When I first started in the lab four years ago, I came in with the idea of targeting brood resistance mechanisms to breed for more resilient bees. What I was envisioning was raising brood in the lab and trying to find the ones that were the strongest, the ones who could survive infestations and infections best to breed the Iron Man of honey bee pupae. What I found instead was that by breeding for super strong brood, I could be removing an important Varroa resistance trait. I learned in the process that sometimes the fragility or susceptibility of an individual pupae or worker might be the key to breeding healthy colonies. That is one of the most important challenges and quirks of breeding honey bees: as social animals, it’s the sum of the traits of the colony members that determines the resilience and strength of the colony. And sometimes that colony-level strength relies on the apparent weakness of its individual members.

References
Evans, J. D. and M. Spivak. 2010. Socialized medicine: Individual and communal disease barriers in honey bees. Journal of Invertebrate Pathology 103: S62-S72.

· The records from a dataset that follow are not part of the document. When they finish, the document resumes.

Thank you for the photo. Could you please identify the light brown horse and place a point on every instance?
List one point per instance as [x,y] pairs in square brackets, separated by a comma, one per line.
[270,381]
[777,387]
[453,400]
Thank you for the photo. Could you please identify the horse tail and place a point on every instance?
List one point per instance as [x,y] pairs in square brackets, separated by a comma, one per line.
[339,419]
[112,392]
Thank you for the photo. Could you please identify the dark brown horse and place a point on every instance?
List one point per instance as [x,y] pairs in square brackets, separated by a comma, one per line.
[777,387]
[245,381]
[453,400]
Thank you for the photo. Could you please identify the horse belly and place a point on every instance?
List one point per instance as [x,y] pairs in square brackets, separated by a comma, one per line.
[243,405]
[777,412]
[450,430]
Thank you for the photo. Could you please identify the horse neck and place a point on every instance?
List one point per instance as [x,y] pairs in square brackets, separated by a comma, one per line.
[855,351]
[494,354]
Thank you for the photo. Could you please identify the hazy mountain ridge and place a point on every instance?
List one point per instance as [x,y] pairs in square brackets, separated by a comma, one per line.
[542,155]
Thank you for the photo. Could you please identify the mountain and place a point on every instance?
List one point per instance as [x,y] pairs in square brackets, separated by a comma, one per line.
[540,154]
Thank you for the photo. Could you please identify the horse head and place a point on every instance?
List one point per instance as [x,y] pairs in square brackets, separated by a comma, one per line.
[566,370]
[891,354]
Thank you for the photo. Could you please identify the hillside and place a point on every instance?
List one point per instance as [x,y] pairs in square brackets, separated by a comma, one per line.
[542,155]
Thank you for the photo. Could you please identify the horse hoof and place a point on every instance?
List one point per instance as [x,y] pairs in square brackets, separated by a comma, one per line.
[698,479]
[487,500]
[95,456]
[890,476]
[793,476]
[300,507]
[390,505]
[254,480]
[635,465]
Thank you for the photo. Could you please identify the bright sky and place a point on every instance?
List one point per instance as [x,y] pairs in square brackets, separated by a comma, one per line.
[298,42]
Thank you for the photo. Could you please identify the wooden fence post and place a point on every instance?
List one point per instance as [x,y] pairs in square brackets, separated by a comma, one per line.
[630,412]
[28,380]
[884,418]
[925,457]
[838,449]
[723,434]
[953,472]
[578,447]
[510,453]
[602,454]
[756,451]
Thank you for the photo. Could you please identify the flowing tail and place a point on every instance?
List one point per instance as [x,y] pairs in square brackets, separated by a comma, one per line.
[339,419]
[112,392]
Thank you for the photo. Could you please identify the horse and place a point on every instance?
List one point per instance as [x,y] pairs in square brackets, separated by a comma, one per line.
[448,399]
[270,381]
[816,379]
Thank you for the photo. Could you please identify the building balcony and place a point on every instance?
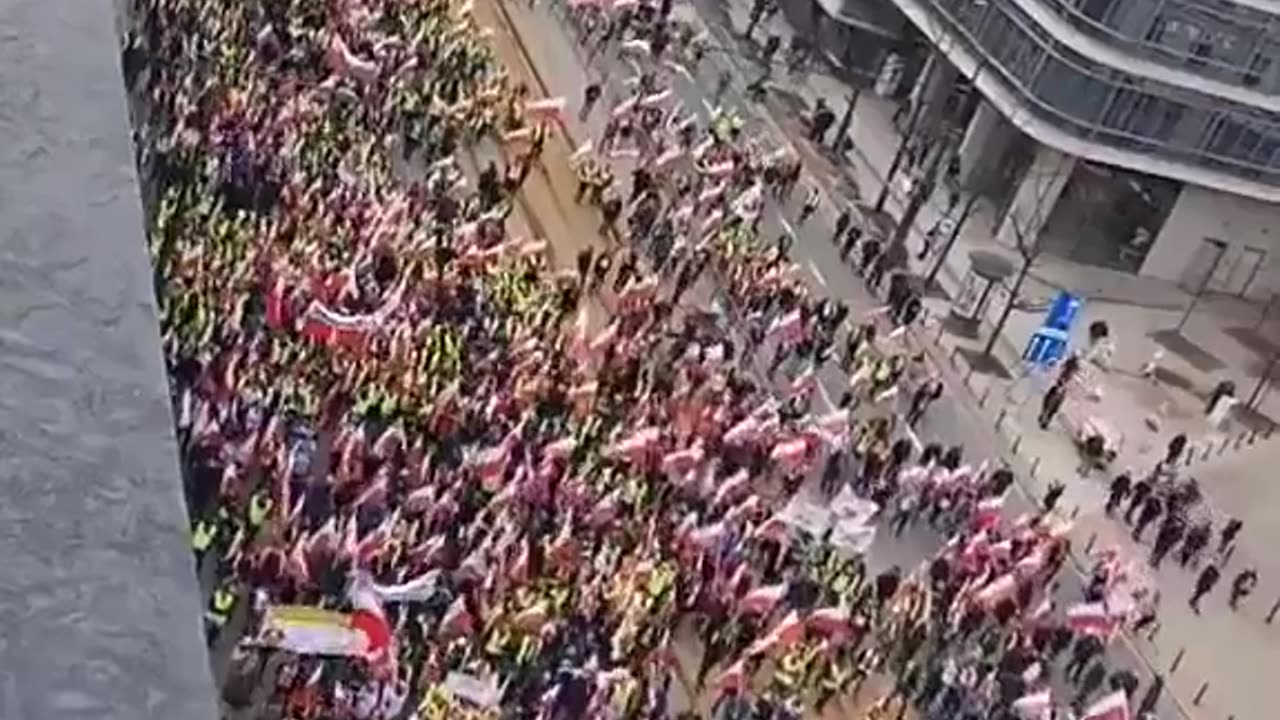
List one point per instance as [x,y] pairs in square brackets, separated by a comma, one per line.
[1221,41]
[1068,100]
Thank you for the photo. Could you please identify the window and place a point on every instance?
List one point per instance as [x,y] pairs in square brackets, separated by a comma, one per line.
[1096,9]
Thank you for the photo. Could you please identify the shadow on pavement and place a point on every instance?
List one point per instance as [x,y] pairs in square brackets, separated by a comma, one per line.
[1179,345]
[984,364]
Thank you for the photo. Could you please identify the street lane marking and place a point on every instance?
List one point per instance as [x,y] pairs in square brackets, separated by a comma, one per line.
[817,273]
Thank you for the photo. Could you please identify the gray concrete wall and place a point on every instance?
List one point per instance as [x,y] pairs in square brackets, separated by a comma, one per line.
[99,607]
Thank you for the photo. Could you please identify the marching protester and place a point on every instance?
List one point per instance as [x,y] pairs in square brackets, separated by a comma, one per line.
[437,483]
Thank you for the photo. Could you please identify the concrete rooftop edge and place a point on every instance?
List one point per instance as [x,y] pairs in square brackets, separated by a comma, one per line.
[1019,110]
[97,591]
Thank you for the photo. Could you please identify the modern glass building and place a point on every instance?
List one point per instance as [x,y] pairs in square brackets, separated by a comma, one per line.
[1174,99]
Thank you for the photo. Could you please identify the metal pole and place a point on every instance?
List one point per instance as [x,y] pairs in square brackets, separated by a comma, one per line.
[1256,396]
[912,121]
[845,121]
[1200,291]
[951,238]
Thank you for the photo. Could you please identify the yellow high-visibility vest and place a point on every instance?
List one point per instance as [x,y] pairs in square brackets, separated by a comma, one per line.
[259,506]
[204,536]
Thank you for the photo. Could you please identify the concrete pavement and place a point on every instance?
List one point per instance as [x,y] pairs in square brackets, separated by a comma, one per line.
[565,71]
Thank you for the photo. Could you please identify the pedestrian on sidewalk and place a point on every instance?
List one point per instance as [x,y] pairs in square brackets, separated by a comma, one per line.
[842,222]
[1151,509]
[590,96]
[1175,450]
[1242,587]
[1205,584]
[810,204]
[1051,404]
[1228,538]
[920,400]
[1119,491]
[1196,541]
[1170,532]
[1052,495]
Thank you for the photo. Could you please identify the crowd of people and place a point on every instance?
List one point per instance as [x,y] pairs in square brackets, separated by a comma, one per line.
[428,482]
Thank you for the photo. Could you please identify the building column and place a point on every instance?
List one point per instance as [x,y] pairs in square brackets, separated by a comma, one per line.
[1037,192]
[984,142]
[932,87]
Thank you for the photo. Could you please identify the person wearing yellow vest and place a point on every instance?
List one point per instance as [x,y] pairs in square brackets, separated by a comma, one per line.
[259,507]
[202,537]
[220,607]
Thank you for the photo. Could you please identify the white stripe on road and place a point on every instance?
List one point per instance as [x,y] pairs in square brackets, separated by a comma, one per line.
[817,273]
[786,223]
[826,397]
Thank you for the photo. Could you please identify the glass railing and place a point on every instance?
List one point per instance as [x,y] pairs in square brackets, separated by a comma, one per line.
[1238,36]
[1102,105]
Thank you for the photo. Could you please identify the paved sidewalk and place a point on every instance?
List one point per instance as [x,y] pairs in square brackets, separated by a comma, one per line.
[1228,651]
[947,422]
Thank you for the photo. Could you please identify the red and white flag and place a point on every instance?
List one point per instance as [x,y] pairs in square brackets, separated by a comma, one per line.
[1092,619]
[763,598]
[1114,706]
[1034,706]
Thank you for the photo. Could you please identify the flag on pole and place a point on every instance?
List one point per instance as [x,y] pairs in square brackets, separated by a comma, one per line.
[1114,706]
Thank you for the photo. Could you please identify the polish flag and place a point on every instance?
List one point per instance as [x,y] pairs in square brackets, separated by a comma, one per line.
[636,445]
[732,488]
[656,99]
[785,634]
[833,621]
[1001,588]
[1091,619]
[682,461]
[1034,706]
[530,619]
[734,678]
[668,158]
[705,537]
[561,449]
[987,513]
[552,109]
[772,529]
[277,311]
[457,620]
[763,598]
[1114,706]
[790,454]
[624,108]
[744,432]
[490,465]
[787,328]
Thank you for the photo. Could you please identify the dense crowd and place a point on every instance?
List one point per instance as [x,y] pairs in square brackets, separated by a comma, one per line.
[428,479]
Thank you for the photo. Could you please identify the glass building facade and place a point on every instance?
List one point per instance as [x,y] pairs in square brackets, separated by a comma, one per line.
[1106,105]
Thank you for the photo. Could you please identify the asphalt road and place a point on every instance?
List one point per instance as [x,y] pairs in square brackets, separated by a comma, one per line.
[954,419]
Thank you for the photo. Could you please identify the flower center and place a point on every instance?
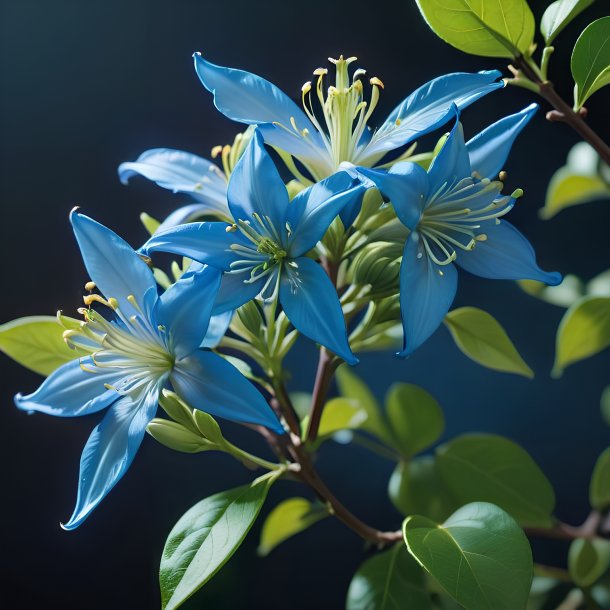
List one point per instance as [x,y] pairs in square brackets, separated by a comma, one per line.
[138,351]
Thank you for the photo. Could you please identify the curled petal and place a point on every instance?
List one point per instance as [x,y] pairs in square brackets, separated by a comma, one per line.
[426,293]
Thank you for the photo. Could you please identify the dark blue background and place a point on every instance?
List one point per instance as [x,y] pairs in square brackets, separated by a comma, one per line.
[85,86]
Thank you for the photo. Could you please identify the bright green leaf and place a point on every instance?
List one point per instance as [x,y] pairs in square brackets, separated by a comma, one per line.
[415,488]
[568,188]
[481,338]
[558,15]
[341,414]
[588,560]
[353,388]
[391,580]
[583,332]
[479,555]
[415,417]
[204,539]
[37,343]
[599,488]
[491,28]
[288,518]
[490,468]
[591,60]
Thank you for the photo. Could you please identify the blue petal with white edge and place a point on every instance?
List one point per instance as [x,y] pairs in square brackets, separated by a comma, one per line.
[406,185]
[114,266]
[110,451]
[209,383]
[452,163]
[205,242]
[489,149]
[311,303]
[180,172]
[426,293]
[505,255]
[429,107]
[186,306]
[312,211]
[256,187]
[72,390]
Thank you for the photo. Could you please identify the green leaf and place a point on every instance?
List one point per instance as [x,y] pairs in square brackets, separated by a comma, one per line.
[491,468]
[482,339]
[288,518]
[341,414]
[558,15]
[588,560]
[37,343]
[599,488]
[567,189]
[204,539]
[583,332]
[491,28]
[591,60]
[415,488]
[479,556]
[415,417]
[391,580]
[353,388]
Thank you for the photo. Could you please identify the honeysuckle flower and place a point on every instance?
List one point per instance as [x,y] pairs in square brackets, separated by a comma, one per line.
[151,343]
[184,172]
[342,133]
[264,248]
[453,213]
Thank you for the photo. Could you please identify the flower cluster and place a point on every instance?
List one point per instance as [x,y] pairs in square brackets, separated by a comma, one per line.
[299,251]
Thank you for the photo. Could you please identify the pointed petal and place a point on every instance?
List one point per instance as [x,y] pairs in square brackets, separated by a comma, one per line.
[114,266]
[256,187]
[429,107]
[452,163]
[186,306]
[425,294]
[205,242]
[489,149]
[217,329]
[505,255]
[405,185]
[71,391]
[311,211]
[209,383]
[180,172]
[110,451]
[311,303]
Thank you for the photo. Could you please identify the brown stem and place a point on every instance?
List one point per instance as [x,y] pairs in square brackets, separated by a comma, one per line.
[563,111]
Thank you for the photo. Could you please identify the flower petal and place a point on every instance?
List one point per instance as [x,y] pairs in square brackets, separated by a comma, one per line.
[205,242]
[489,149]
[210,383]
[181,172]
[256,187]
[505,255]
[110,451]
[186,306]
[312,305]
[311,211]
[426,293]
[429,107]
[114,266]
[72,390]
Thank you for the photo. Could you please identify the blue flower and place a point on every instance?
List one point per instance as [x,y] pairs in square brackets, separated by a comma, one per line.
[264,249]
[343,133]
[453,213]
[151,343]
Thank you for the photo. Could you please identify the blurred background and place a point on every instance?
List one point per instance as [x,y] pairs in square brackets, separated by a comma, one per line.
[85,86]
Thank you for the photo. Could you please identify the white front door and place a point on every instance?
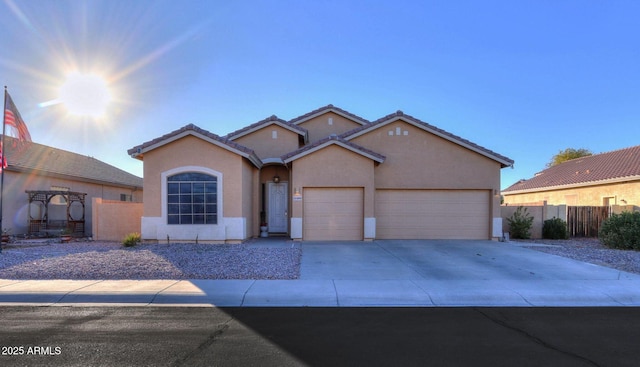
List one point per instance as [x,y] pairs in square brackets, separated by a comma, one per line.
[278,207]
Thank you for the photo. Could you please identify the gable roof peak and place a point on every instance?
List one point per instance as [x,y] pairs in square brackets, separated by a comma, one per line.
[191,129]
[273,119]
[329,108]
[399,115]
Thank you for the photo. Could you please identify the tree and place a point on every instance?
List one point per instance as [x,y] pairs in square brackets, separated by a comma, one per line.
[567,154]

Fries, I., S. Camazine, and J. Sneyd. 1994. Population Dynamics of Varroa Jacobsoni: A Model and a Review. Bee World 75: 5-28.
Lin, Z., Y. Qin, P. Page, S. Wang, L. Li, Z. Wen, F. Hu, P. Neumann, H. Zheng, and V. Dietemann. 2018. Reproduction of parasitic mites Varroa destructor in original and new honey bee hosts. Ecol Evol 8: 2135-2145.
Page, P., Z. Lin, N. Buawangpong, H. Zheng, F. Hu, P. Neumann, P. Chantawannakul, and V. Dietemann. 2016. Social apoptosis in honey bee superorganisms. Sci Rep-UK 6: 27210.